Original Air Date: March 27th, 1996
If you had asked me two years ago who my favorite Angel was I would have said (without one iota of hesitation), “Sabrina.” I was hot and heavy for Kate Jackson’s snappy dialog delivery and awesome turtlenecks. She’s a legend. But now that I’ve been revisiting one of my favorite beautiful-women-fight-crime shows, I’ve found myself drawn to the more quietly charming Kelly. Jaclyn Smith brought a lot of strength and character, and I don’t know why I didn’t originally recognize it, but this girl is fearless! From the pilot movie where she has an incredible mano-a-mano dialogue showdown with Bo Hopkins, to getting shot up with smack by Cameron Mitchell, this is one lady that does not stay down for the count. Plus, her hair is fab!

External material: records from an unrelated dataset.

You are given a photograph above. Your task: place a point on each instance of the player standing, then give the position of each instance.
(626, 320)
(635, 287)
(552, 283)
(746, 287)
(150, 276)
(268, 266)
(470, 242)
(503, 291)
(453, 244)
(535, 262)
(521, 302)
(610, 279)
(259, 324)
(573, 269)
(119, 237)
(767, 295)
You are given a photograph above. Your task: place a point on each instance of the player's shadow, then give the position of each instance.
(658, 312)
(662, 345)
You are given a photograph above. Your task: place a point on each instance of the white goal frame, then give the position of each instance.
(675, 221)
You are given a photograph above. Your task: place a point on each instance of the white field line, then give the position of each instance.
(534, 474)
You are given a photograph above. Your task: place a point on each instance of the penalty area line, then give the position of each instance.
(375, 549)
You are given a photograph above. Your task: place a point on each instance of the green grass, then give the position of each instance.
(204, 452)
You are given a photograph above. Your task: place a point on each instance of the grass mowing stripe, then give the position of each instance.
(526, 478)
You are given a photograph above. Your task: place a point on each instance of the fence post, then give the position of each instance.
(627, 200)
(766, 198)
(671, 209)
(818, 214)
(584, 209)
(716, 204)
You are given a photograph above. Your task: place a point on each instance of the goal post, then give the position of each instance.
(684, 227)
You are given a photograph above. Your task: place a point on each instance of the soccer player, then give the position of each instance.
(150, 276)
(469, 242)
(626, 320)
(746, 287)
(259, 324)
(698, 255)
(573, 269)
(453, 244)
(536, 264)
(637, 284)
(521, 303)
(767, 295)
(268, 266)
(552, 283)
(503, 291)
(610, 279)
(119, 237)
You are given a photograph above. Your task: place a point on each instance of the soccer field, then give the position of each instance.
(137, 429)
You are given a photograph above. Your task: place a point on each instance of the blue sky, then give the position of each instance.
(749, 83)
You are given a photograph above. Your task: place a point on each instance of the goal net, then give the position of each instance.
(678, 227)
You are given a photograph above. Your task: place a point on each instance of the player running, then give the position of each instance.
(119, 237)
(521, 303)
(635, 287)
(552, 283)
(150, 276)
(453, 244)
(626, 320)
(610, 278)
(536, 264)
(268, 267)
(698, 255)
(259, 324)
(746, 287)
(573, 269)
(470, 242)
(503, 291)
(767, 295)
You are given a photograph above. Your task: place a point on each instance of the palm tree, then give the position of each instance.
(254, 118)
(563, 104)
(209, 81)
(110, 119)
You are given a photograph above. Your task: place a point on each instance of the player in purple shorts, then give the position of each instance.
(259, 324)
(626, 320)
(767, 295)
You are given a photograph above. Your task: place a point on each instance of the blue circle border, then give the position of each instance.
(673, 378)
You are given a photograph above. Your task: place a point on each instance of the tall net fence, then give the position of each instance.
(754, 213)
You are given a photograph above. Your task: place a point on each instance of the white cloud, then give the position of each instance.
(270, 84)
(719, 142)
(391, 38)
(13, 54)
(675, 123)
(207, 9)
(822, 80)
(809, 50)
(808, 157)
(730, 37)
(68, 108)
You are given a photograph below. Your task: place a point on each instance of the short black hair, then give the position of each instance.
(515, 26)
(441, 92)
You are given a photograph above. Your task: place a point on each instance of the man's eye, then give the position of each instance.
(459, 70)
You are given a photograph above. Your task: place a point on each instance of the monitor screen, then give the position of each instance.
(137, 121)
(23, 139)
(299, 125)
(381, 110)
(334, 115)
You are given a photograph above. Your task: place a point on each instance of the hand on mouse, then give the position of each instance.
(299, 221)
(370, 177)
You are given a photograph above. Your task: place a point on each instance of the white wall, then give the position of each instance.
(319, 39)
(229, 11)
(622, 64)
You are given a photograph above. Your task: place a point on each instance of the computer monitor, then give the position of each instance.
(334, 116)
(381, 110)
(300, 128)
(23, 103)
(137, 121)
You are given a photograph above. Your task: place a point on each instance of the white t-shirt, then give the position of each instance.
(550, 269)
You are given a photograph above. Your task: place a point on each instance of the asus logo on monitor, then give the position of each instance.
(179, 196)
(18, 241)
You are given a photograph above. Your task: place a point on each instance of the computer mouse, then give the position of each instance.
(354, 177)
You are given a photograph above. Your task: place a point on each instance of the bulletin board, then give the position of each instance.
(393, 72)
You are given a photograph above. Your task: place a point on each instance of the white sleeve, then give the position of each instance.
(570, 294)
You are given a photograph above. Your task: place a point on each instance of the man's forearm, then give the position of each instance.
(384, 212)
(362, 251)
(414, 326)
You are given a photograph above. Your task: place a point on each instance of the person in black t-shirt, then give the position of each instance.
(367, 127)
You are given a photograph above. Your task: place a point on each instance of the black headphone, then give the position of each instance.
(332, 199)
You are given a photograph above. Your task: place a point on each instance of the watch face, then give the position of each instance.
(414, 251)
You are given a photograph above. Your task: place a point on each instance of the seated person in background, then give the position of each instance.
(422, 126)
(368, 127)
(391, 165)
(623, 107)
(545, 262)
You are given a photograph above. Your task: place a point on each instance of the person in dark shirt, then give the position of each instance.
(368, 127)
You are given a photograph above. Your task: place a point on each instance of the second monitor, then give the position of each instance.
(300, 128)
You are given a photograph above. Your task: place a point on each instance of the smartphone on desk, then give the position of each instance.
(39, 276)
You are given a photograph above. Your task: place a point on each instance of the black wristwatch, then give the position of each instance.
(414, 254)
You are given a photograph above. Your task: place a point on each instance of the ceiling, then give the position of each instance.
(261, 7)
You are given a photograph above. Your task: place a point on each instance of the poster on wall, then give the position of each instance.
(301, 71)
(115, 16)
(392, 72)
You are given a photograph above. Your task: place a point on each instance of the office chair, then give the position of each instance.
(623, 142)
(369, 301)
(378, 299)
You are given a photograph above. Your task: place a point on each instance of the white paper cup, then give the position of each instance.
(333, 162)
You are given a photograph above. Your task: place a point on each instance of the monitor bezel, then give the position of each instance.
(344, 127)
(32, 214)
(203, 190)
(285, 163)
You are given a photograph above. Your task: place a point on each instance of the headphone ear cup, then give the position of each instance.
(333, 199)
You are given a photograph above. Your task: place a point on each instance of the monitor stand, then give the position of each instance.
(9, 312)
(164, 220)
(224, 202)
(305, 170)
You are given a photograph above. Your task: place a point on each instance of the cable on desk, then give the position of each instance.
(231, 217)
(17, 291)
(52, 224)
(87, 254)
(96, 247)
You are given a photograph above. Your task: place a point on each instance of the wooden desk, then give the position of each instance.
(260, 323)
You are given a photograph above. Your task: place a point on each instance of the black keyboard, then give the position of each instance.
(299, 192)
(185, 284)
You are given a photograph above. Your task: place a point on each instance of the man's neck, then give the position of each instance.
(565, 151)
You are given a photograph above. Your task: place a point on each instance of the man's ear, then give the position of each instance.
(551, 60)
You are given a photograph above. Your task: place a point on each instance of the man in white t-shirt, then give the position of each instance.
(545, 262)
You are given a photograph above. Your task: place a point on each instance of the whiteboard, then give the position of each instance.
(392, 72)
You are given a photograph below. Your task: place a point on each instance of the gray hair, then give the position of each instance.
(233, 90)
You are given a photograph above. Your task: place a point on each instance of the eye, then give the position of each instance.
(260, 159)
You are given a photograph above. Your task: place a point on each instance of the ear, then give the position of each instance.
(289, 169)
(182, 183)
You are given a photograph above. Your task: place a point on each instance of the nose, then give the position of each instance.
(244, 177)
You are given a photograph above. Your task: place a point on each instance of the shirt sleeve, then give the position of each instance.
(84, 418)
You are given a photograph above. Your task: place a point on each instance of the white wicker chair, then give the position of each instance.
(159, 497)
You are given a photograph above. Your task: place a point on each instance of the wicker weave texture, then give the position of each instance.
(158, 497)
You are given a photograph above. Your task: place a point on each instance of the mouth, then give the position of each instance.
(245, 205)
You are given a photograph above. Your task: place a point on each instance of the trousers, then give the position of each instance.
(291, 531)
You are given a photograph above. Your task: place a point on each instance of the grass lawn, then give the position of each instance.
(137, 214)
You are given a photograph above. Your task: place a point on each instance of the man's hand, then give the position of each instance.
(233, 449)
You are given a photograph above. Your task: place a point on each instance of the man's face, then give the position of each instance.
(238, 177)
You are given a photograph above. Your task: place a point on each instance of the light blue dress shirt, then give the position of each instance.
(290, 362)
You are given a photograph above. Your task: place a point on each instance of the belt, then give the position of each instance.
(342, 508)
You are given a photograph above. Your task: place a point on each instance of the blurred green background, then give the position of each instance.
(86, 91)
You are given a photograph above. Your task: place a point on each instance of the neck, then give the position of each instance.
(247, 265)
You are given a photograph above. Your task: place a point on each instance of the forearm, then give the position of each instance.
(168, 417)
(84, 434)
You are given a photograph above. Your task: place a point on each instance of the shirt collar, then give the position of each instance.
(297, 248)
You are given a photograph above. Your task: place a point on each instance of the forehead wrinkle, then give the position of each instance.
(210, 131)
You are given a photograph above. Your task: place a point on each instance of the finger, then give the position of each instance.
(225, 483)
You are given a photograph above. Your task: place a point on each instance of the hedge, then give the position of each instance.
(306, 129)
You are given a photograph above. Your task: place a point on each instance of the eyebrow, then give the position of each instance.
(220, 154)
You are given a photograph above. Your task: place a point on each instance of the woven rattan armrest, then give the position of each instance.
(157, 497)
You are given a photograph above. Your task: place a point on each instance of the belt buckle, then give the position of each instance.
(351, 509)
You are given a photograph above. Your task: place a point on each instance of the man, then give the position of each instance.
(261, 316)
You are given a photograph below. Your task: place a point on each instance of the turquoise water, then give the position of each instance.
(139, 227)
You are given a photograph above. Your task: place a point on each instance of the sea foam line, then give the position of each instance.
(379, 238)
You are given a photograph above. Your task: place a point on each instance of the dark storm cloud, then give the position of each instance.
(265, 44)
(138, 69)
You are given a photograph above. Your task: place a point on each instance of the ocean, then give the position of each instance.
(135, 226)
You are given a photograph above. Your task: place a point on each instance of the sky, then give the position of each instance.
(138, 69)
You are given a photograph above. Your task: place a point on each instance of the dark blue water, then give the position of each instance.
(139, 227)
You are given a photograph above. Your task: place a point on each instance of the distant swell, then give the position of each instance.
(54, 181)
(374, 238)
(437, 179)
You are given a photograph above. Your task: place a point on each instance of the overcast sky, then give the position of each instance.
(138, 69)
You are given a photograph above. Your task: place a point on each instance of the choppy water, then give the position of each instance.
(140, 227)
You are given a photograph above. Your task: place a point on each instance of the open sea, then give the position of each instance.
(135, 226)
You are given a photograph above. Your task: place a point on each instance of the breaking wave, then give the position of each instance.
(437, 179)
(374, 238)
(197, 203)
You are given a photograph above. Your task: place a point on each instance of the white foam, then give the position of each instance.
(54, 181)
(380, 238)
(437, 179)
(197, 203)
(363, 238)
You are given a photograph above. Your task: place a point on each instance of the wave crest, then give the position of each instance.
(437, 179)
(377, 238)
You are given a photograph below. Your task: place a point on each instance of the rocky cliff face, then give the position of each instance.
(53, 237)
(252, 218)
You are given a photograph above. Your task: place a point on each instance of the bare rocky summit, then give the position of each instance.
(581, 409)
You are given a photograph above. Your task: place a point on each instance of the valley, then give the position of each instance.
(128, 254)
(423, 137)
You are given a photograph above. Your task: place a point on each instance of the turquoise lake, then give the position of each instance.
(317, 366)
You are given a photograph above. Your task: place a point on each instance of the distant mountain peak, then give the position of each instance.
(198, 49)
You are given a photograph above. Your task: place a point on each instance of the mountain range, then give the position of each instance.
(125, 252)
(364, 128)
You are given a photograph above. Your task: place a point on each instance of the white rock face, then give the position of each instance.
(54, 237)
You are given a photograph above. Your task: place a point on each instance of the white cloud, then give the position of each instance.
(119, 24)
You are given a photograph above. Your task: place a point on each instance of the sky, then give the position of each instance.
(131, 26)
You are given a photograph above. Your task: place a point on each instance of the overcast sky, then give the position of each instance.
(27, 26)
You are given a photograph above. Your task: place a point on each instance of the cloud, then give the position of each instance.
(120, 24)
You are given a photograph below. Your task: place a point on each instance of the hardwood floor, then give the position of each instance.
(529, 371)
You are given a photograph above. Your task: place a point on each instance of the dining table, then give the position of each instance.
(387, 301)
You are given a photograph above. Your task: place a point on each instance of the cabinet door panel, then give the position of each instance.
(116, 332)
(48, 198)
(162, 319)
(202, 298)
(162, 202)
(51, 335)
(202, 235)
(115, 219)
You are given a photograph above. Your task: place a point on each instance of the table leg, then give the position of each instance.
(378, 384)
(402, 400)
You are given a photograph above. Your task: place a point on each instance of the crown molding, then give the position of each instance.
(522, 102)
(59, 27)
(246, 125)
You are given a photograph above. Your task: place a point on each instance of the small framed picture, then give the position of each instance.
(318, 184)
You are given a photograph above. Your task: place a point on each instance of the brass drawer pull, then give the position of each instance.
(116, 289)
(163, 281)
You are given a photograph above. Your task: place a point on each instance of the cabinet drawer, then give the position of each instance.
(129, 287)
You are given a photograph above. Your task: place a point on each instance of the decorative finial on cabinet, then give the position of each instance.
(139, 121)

Smith is Dana, a woman who should have it all. From the outside, it certainly looks that way. She’s gorgeous, has a glamorous modeling career, and to top it off, she also has a dedicated best bud that she can always turn to. That friend is Barbara (Jill Eikenberry), an attractive, but far more down to earth woman in a rocky marriage. Ever since college, Dana and Barbara have shared everything – and I do mean everything, including men, but don’t tell Barbara that! Barbara is actually very unaware of Dana’s many dark secrets, including an undying obsession with Alex (Tom Irwin), who just happens to be Barbara’s husband! When Dana loses her own spouse (of about one day!) in an “accident,” her fixation on Alex goes into histrionic overload and Barbara’s rocky marriage looks like it’s about to get a lot worse.
Directed by Joyce Chopra (Smooth Talk), My Very Best Friend has all the ingredients that I want in a mid-90s telefilm: predatory beautiful people, yachts, lies and deception, and snow. I’m telling you, it has everything! And, like icing on cake, Smith is absolutely glorious as the gorgeous bad girl who will stop at nothing to get Alex into her clutches.
Lindsay Harrison and John Robert Bensink’s amusingly twisted teleplay (based on a story by Michael I. Miller, Patty Obrow White and Robert Glass) sets up the friendship well, but never takes itself too seriously, taking every opportunity to let Smith flaunt her unabashed villain skills. She’s absolutely terrific – and seems to be having terrific fun – as the back-stabbing-man-stealing-murderer. Not only is she stealing men, she’s stealing scenes! Eikenberry has the unenviable task of playing the straight guy but she’s manages to not look like an idiot when the stuff starts to hit the fan. No easy feat in a film like this, and her performance helps make the somewhat far-fetched premise seem a bit more palpable.
The only real problem I have with My Very Best Friend is the awkward conclusion, that upon further inspection makes little sense. But it's a minor quibble indeed, because this is the kind of 90s thriller that sets out to make the viewer squeal, “Oh no you didn’t,” and to that degree it’s a grand success.